Ser creyente sitúa al ser humano en una posición muy especial: es aquel que ha hecho el acto vital de confiarse plenamente a un Misterio absoluto que le excede pero que le habita. La fe es, ante todo, la actitud existencial de entregarse a alguien sin condiciones. Esto es lo que de común hay en todos los creyentes, más allá de las diferencias confesionales o los contenidos concretos de cada credo.
Ser cristiano es haber descubierto ese Absoluto en Jesús de Nazaret, que por ser hombre como lo es, tan radicalmente, puede ser confesado como Dios y Señor.
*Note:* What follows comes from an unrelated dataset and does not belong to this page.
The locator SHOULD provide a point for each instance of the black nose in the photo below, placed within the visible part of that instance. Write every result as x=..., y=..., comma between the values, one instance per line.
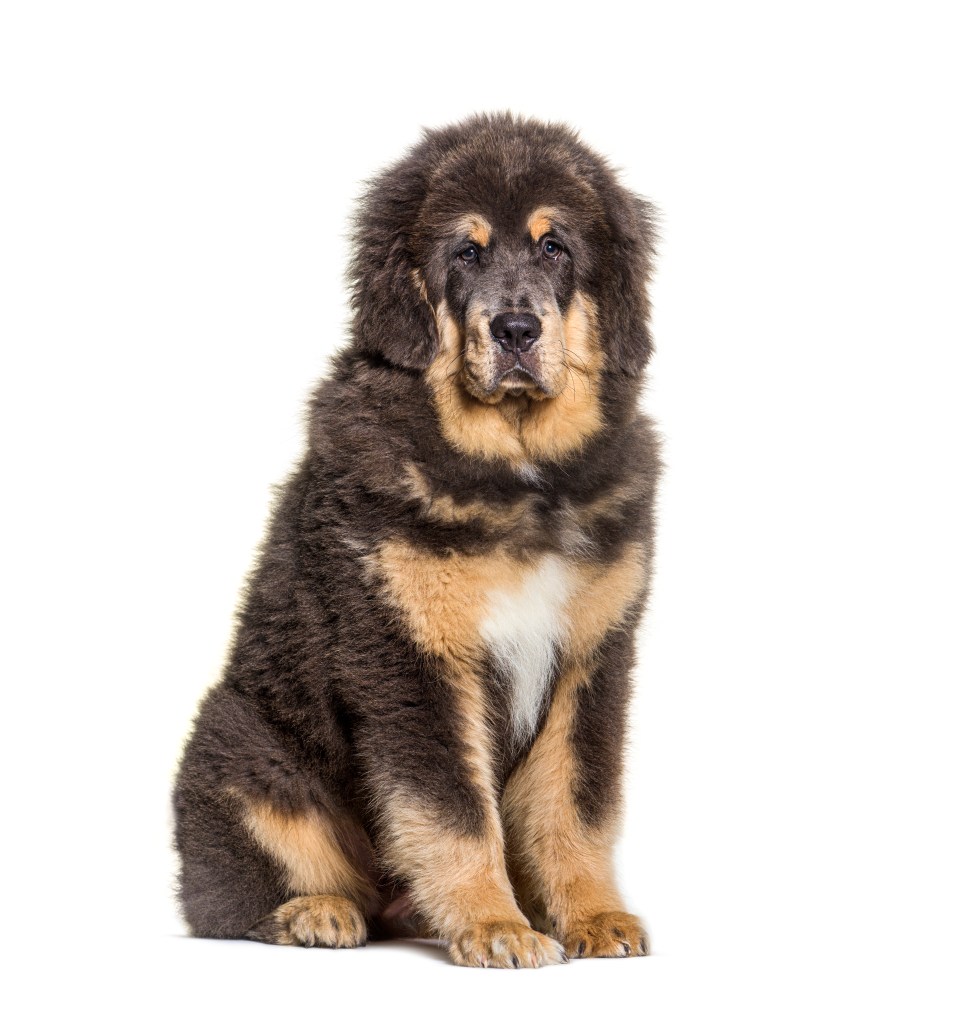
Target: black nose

Desde ahí es posible pensar en una existencia rescatada y liberada, en una Iglesia como comunidad de los testigos de lo que le sucedió a Jesús, en una ética basada en el amor e, incluso, en la superación de la muerte.
Si estas son las maravillas que Dios hace en el creyente, también Dios las hace en todo hombre y apuesta por ofrecernos a todos nuevas perspectivas insospechadas, que pasan por el valor absoluto de la persona y en el tan necesario trabajo por la solidaridad.
Y todo ello aprendido humildemente en la escucha del Concilio Vaticano II. Nada humano queda fuera de la fe, nada de la fe ignora lo humano.